Sensible supports two levels of document classification:

  1. Classify a document by its similarity to each document type you define in your Sensible account.

  2. Classify a document by its subtype during the extraction workflow. By default, Sensible performs this step automatically. For more information, see Devops platform.

This topic covers classifying a document by its type.

For example, if you define a bank statements type and a tax_forms type in your account, you can classify 1040 forms, 1099 forms, Bank of America statements, Chase statements, and other documents, into those two types. In this scenario, for a 2023-1-1_bankofamerica_statement_jon_doe.pdf document, Sensible:

  • Classifies this document into the bank_statements document type.
  • Classifies the statement doc by its similarity to reference documents in the bank_statements document type. The highest score is for a Bank of America sample statement.
  • Provides metadata for the classification, including similarity scores for this document compared to each document type in your Sensible account and to each reference document in the bank_statements type.

Use document type classification:

  • Prior to an extraction workflow. For example, determine which documents to extract prior to calling a Sensible extraction endpoint.

  • Independent from an extraction workflow.

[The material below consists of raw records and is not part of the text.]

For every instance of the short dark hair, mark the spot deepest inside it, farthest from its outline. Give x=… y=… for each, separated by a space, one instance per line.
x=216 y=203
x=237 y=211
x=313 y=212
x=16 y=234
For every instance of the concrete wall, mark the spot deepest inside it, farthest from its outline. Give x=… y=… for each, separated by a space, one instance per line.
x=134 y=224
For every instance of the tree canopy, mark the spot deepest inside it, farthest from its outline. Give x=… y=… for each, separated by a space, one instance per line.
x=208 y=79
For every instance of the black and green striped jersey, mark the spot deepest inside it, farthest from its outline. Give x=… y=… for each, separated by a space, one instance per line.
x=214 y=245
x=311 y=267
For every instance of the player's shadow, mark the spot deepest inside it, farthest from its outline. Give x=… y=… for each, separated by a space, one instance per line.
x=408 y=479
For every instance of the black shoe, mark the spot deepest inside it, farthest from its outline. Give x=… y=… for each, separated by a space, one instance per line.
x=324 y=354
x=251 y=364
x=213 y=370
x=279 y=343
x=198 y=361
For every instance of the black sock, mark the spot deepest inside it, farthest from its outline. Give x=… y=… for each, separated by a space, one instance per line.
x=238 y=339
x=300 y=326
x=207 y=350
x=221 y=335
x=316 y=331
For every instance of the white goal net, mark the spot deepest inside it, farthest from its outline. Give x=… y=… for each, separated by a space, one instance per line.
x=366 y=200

For example, determine where to route each document or to label each document in a system of record.

To improve classification results, Sensible recommends that a document type includes a sample set of reference documents that represent the diversity you expect to see in the document type. To use a document type for classification, Sensible requires that the type contains at least one reference document.

To classify documents, use the Sensible API or SDKs.